Ce n'est pas seulement une sensation d'étagère bien inactive: les chiffres indiquent que le secteur est en pleine tourmente. Selon les estimations de Future Market Insights, la valeur mondiale de la bière atteindra 793 milliards de dollars en 2025, avec une fourniture de 1,616 milliard en 2035, avec un rythme de croissance annuel de 7,3%. Être la tête est toujours elle, la bière blonde, qui couvre à elle seule 45% du marché mondial. Mais derrière cette blonde classique, les nouveaux acteurs et les nouvelles tendances se déplacent: des bières artisanales de plus en plus créatives, des technologies émergentes (oui, il y a aussi la blockchain et l'IA), des emballages durables et, surtout, une révolution silencieuse mais imparable: des bières douces. Oui, car aujourd'hui, boire de la bière ne signifie pas nécessairement boire de l'alcool. Selon la société de recherche commerciale, le marché non alcoolisé de la bière a touché 22 milliards de dollars en 2024 et il est estimé qu'il atteindra 35 milliards d'ici 2029. Une poussée qui est arrivée avant tout de la génération Y et de la génération Z, de plus en plus enclins à choisir des produits avec des basses (ou des contenus alcooliques nuls), sans renoncez au goût.

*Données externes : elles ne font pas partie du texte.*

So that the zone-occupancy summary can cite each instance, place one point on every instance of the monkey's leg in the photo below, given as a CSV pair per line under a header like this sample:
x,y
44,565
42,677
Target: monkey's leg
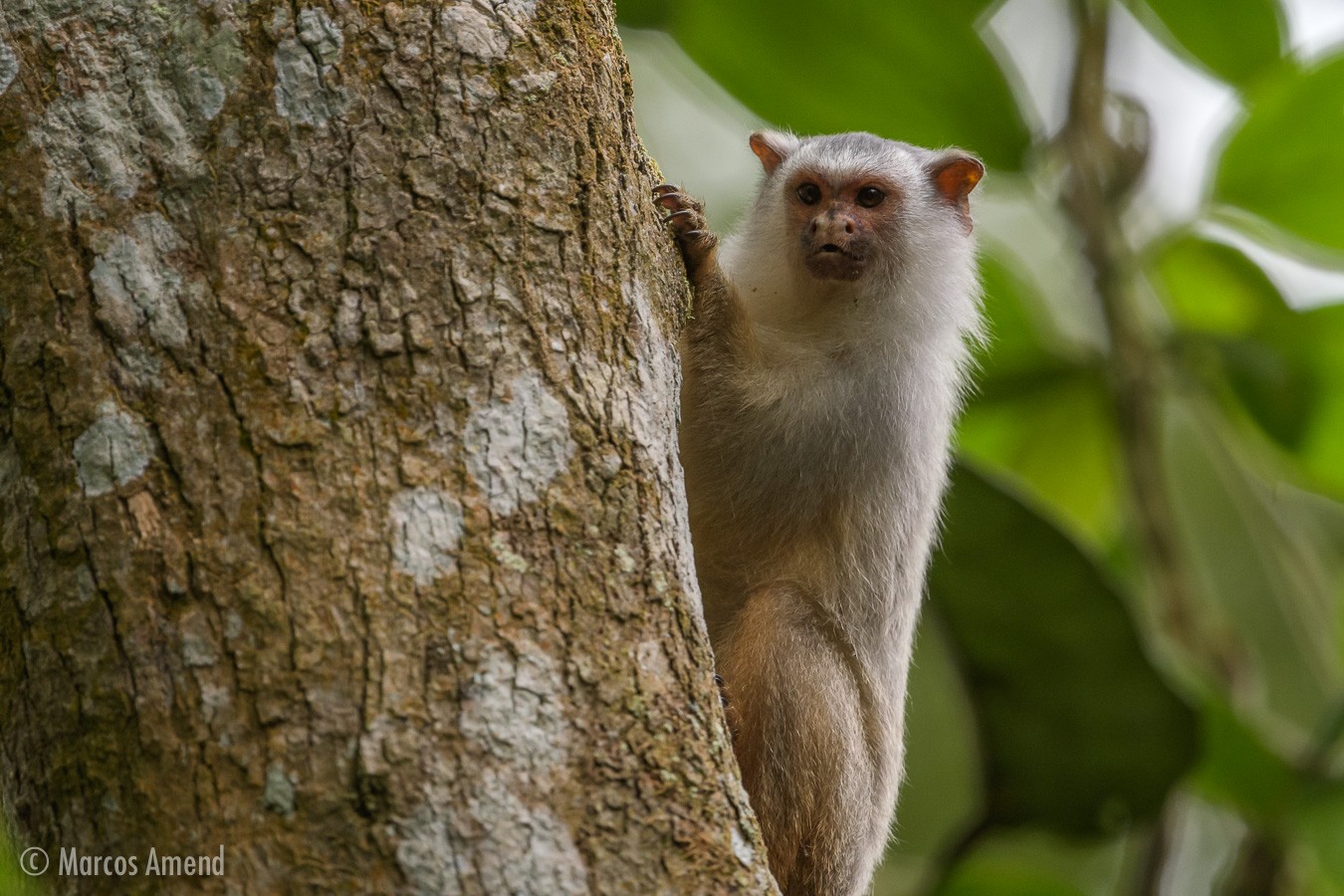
x,y
808,764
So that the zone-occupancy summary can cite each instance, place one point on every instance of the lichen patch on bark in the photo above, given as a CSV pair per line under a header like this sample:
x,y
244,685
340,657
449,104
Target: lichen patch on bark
x,y
426,528
517,442
8,66
136,287
113,450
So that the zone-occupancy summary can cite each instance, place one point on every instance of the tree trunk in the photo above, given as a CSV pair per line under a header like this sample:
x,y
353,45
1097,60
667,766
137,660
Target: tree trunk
x,y
340,516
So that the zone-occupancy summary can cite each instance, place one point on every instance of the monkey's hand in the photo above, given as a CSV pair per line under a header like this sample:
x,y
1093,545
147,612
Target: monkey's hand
x,y
686,220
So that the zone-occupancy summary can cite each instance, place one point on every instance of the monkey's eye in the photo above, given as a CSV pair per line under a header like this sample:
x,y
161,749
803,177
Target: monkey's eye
x,y
870,196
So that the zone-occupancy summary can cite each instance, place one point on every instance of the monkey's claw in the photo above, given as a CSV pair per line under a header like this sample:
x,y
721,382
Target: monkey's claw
x,y
686,220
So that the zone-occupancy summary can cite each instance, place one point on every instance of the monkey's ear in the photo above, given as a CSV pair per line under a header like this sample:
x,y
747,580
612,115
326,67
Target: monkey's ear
x,y
772,148
955,176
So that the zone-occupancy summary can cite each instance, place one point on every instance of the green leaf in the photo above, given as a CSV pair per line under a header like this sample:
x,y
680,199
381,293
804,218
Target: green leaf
x,y
1238,770
1248,348
1233,38
1283,164
1320,829
1213,288
1078,731
1055,435
910,72
1263,557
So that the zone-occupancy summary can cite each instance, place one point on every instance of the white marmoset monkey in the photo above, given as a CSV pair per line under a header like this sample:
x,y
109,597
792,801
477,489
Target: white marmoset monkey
x,y
824,364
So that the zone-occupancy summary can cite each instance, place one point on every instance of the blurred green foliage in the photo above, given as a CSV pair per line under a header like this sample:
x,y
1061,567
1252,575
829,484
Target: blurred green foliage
x,y
1072,731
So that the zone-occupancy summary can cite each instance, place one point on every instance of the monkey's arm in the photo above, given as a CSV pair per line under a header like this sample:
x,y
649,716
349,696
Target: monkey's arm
x,y
718,335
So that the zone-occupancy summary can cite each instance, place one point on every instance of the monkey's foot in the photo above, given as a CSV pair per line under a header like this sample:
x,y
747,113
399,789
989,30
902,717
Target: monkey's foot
x,y
686,220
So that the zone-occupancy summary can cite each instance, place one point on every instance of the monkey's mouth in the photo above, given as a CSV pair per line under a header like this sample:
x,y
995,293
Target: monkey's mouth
x,y
832,261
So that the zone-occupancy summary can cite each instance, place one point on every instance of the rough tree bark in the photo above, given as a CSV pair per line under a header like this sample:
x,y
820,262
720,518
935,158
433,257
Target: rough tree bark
x,y
340,520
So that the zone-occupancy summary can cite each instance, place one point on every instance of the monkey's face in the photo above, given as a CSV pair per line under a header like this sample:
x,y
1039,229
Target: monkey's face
x,y
841,225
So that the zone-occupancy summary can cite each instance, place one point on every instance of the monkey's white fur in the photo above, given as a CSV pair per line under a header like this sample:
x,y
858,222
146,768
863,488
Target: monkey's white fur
x,y
814,474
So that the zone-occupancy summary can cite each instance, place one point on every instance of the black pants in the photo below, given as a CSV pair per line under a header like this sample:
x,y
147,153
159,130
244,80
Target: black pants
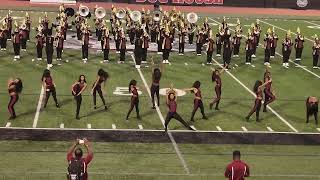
x,y
199,48
23,43
286,56
248,55
13,100
39,52
155,90
49,57
166,53
48,93
190,37
236,49
134,103
160,45
106,54
219,46
95,90
85,49
16,48
315,60
78,101
122,54
181,48
273,51
256,108
267,53
59,53
176,116
209,56
298,53
197,104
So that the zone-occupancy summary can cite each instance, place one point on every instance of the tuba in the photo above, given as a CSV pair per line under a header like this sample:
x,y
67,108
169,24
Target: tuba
x,y
84,11
192,17
121,13
100,12
135,16
157,16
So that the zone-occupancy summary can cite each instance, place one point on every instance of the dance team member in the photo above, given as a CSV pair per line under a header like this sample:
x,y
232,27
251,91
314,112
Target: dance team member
x,y
259,96
77,89
197,102
134,98
15,88
50,87
172,105
216,78
101,78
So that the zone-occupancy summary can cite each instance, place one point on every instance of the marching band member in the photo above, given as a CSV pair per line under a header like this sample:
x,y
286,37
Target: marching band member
x,y
299,46
166,46
210,48
106,44
199,41
122,47
267,47
286,49
182,37
145,46
316,52
24,36
249,47
227,49
49,48
219,37
274,43
237,42
39,44
59,44
85,43
8,21
16,40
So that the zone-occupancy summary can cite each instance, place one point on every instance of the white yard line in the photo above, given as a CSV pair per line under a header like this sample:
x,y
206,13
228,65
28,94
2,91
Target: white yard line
x,y
269,129
175,146
244,129
8,124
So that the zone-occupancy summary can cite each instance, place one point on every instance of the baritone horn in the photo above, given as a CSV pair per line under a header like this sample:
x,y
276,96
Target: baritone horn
x,y
100,12
121,13
157,16
135,16
192,17
84,11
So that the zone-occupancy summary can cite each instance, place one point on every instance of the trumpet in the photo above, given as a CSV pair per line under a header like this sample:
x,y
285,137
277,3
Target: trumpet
x,y
84,11
135,16
121,13
100,12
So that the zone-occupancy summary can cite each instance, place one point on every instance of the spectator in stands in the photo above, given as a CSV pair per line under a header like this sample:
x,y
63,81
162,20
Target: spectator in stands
x,y
238,169
78,164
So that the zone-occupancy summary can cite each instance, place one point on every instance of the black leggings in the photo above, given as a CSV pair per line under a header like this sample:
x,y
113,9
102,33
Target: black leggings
x,y
134,103
176,116
54,95
78,101
197,104
256,108
155,90
13,100
95,90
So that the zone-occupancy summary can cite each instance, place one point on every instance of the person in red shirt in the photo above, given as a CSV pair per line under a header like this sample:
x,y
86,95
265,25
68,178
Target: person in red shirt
x,y
78,154
237,170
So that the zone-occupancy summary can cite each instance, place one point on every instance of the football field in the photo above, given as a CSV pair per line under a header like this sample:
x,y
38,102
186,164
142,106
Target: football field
x,y
46,160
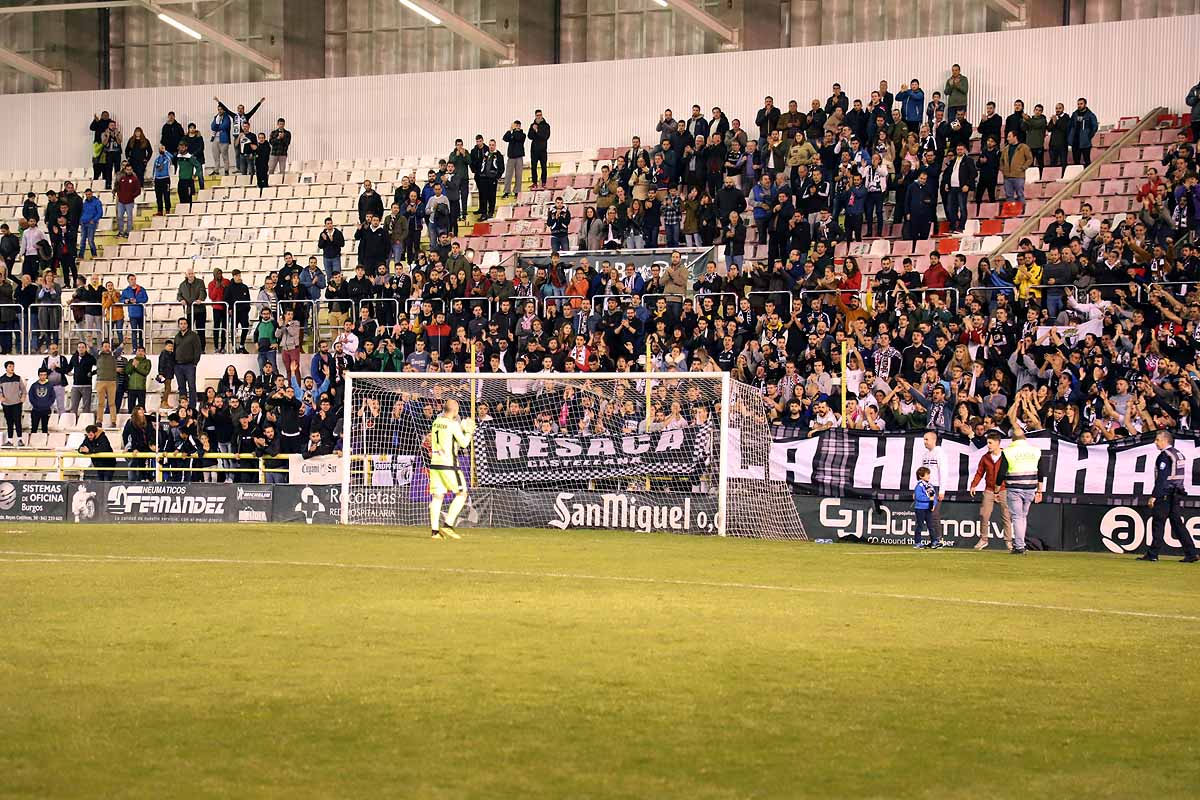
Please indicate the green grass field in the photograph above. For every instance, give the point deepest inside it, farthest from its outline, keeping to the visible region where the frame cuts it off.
(316, 662)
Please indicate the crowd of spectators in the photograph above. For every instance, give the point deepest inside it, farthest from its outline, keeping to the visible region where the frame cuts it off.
(1092, 334)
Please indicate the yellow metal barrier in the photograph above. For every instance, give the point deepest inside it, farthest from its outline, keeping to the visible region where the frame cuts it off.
(150, 462)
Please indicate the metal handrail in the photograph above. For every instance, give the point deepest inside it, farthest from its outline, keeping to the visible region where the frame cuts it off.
(64, 468)
(601, 300)
(546, 300)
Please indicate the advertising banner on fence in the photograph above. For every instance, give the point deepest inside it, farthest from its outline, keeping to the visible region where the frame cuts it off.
(255, 503)
(312, 505)
(504, 456)
(1121, 529)
(695, 257)
(161, 503)
(683, 513)
(849, 463)
(322, 470)
(33, 501)
(893, 522)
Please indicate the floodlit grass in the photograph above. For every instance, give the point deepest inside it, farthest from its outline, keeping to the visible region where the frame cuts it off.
(585, 665)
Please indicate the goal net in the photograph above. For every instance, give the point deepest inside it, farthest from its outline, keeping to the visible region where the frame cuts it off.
(682, 451)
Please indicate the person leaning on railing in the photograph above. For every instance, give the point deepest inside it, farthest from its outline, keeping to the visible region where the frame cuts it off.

Également en Italie, la tendance se fait sentir. Selon les données recueillies à l'occasion de la foire de Milan de Tutto Food, au cours de la période de deux ans 2023-2024, les bières non alcoolisées ont connu une croissance de 35%, avec un chiffre d'affaires de 450 millions d'euros. Non seulement les données: derrière les chiffres, il y a les choix, les preuves, les erreurs et les redémarrages de ceux qui font de la bière au sérieux. C'est le cas de Simone Brusadelli, Master Double Malt Smein, Catering Chain et 100% Italian Craft Brewery. « Les premiers tests pour produire des bières non alcoolisées remontent à il y a deux ans – dit-il -. Nous avons développé des musts pas très furieux, en utilisant notre levure de Saccaromices habituelle. L'idée était d'obtenir des bières légères, avec un profil aromatique similaire aux` `normaux '' ». Les premiers tests? « Bon, mais difficile à reproduire à grande échelle ». Le piano B a donc été pris: « Nous avons étudié deux recettes de nos bières historiques, les adaptant dans une version non alcoolisée et en utilisant une technologie de dé-alklation développée avec un partenaire italien ». Résultat: « Deux bières légères et aromatiques, avec mousse persistante et gradation très faible ». Et, surprise, ils aimaient le public. « Nous avions été tentés depuis un certain temps, mais nous voulions le faire à notre manière, sans compromis – explique Ivan Tagliavie, marque de marketing de la marque -. Le fait de tout produire en interne nous a permis d'expérimenter sans pression. Nos locaux étaient le banc de test: la réception était immédiatement positive ».
La réponse enthousiaste du public a non seulement confirmé le choix de se concentrer sur l'analyse, mais a également fourni une carte papier féminine pour lire les goûts des Italiens. Grâce aux données de vente dans les restaurants Double Malt, vous pouvez dessiner les dix premiers des bières les plus aimées. Au sommet du podium, il y a toujours elle, la blonde: assoiffée, rassurante, démocratique. En deuxième place, l'IPA: signale que le public italien n'a plus peur de s'aventurer entre du houblon intense et des parfums exotiques. Médaille de bronze avec le rouge, aimée pour ses tons mauvais et décisifs. Les Weiss et la SCURA suivent, qui témoignent de l'intérêt croissant dans les styles les plus recherchés. Le blé américain et l'amère apportent une vague internationale dans le classement, tandis qu'en huitième place, la bière de gingembre confirme la curiosité vers des expériences de brasse alternatives. Et à la neuvième place, elle: bière non alcoolisée. Pas encore comme un podium, mais dans une ascension décisive. Pour fermer, Blanche, un persistant de l'été, qui résiste à la mode avec sa légèreté épicée.
Bref, le marché de la bière n'a jamais été comme ça
pétillant. Entre les vieilles gloires, les nouveaux goûts et les versions sobres mais convaincantes, la bière s'avère plus que jamais le miroir d'une Italie qui change, mais cela n'abandonne pas le toasting. Même si, parfois, il le fait sans lever son coude.